Thermomorphogenesis

Temperature is a major factor governing distribution and seasonal behaviour of plants. Being sessile, plants are highly responsive to small differences in temperature and adjust their growth and development accordingly. The suite of morphological and architectural changes induced by high ambient temperatures is collectively called thermomorphogenesis (Quint et al., 2016, Nature Plants). Understanding the molecular genetic circuitries underlying thermomorphogenesis is particularly relevant in the context of climate change as this knowledge will be key to breed for thermo-tolerant crop varieties in a rational fashion. Until quite recently the fundamental mechanisms of temperature perception and signalling remained unknown. Our understanding of temperature signalling is now progressing mainly by exploiting the model plant Arabidopsis thaliana. The transcription factor PHYTOCHROME INTERACTING FACTOR 4 (PIF4) has emerged as a key player and controls phytohormone levels and their activity. To control thermomorphogenesis, multiple regulatory circuits are in place to modulate PIF4 levels, activity, and its downstream mechanisms. Thermomorphogenesis is integrally governed by various light signalling pathways, the circadian clock, epigenetic mechanisms and chromatin-level regulation. Our lab is primarily interested in the regulation of the PIF4-dependent branch of the pathway and recently contributed to understanding of temperature-dependent regulation of PIF4 itself (Delker et al., 2014, Cell Reports; Raschke/Ibanez et al., 2015, BMC Plant Biology). As we are beginning to understand the fundamentals of thermomorphogenesis signaling, we are currently testing the validity of the gained knowledge also in crop systems. In the future, this translational research will become more and more important.

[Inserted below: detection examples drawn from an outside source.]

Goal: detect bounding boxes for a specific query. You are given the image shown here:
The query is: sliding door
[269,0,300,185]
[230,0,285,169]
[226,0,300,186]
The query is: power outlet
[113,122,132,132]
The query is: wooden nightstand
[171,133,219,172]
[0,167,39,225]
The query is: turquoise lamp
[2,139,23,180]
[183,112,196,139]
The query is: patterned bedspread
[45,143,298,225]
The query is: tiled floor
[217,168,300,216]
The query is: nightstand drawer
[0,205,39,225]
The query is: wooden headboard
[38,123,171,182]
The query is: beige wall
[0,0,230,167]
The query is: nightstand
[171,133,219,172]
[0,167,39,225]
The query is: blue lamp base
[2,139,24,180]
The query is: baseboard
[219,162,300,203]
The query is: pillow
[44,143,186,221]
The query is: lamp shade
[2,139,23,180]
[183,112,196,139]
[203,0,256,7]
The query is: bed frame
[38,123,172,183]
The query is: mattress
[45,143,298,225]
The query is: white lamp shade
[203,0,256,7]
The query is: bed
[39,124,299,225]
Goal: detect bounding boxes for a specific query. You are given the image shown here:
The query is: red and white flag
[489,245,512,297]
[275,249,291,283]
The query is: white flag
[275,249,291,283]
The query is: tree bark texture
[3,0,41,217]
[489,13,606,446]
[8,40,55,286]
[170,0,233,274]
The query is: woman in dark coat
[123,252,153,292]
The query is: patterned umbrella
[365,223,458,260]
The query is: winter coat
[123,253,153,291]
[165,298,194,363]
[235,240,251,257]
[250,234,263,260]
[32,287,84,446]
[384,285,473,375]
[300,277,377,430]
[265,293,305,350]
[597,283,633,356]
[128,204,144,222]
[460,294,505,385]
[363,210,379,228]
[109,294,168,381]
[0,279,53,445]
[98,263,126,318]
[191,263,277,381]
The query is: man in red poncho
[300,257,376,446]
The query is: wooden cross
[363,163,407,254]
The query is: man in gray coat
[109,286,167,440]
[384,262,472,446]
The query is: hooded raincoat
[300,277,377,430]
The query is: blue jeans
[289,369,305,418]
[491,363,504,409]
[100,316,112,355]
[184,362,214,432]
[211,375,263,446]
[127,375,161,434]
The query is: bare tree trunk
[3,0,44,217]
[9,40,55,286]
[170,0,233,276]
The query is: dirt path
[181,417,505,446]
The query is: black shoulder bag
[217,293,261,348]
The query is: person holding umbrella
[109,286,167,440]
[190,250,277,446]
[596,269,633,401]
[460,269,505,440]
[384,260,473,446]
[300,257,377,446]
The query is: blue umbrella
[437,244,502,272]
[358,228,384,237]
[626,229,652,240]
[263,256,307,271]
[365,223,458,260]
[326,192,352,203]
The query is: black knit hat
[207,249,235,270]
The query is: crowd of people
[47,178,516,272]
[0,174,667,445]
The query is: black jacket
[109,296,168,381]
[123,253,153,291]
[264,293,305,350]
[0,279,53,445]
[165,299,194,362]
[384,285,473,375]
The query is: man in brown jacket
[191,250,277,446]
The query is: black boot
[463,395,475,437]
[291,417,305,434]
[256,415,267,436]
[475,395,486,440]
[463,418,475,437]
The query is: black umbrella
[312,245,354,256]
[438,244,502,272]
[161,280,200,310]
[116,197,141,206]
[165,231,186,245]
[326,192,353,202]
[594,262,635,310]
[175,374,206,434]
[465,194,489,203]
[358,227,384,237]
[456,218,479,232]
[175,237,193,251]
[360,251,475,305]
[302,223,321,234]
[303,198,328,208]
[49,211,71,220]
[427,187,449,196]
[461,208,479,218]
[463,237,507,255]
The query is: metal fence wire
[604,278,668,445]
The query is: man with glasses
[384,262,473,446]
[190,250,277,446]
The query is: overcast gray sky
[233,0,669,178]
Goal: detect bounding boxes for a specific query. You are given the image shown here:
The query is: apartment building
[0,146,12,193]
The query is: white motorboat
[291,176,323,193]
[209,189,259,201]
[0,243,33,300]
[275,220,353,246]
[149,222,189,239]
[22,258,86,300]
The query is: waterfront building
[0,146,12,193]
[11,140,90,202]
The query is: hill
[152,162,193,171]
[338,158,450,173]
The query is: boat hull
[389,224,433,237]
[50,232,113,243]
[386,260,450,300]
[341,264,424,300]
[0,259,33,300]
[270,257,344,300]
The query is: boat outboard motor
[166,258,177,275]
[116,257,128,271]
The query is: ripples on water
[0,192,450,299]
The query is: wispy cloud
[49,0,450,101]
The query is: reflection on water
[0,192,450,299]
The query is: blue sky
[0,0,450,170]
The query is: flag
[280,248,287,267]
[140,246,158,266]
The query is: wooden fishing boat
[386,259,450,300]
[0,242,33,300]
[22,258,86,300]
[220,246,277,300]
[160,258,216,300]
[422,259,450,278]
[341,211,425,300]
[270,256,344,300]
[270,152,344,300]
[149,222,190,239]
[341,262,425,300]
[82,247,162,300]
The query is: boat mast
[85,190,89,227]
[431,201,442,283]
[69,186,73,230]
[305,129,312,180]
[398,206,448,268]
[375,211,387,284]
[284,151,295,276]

The developmental hourglass

Embryogenesis coordinates the transformation of a single fertilized egg cell into a differentiated, complex organism. Based on von Baer’s third law of embryology (1828), it has been observed that embryos of animal species from the same phylum share a developmental stage with apparent morphological similarities. Animal embryos from the same phylum often appear morphologically different in early embryogenesis, converge to a similar form during mid embryogenesis, and diverge again in late embryogenesis. This morphological pattern is known as the developmental hourglass pattern (Duboule, 1994; Raff, 1996), and the stage or period of maximum morphological conservation in mid embryogenesis is called phylotypic stage (Sander, 1983) or phylotypic period (Richardson, 1995).

Recently, several groups succeeded in providing a possible explanation for the morphological hourglass pattern in animals by observing an hourglass pattern also at the transcriptome level. Distance-based comparisons of transcriptomes of related species (Kalinka et al., 2010; Irie and Kuratani, 2011; Levin et al., 2012) or transcriptome indices based on the combination of evolutionary with transcriptomic information (= phylotranscriptomics) of a single species (Domazet-Lošo and Tautz, 2010) revealed the existence of a phylotranscriptomic hourglass pattern in different animal lineages. Although embryogenesis plays a similarly essential role in plant development, the whole concept had apparently never been addressed in plants. We were therefore interested to investigate the developmental hourglass model in the plant kingdom. In collaboration with Ivo Grosse‘s bioinformatics group at the MLU Halle we performed phylotranscriptomic analyses of Arabidopsis thaliana embryogenesis and, to our surprise, observed a ‘perfect’ hourglass shaped phylotranscriptomic pattern (Quint et al., Nature, 2012; Drost et al., 2015, Mol Biol Evol). We are currently investigating the hourglass phenomenon in post-embryonic developmental processes and believe that our findings in the plant lineage will enable us to better understand this historic enigma in both animal and plant kingdoms.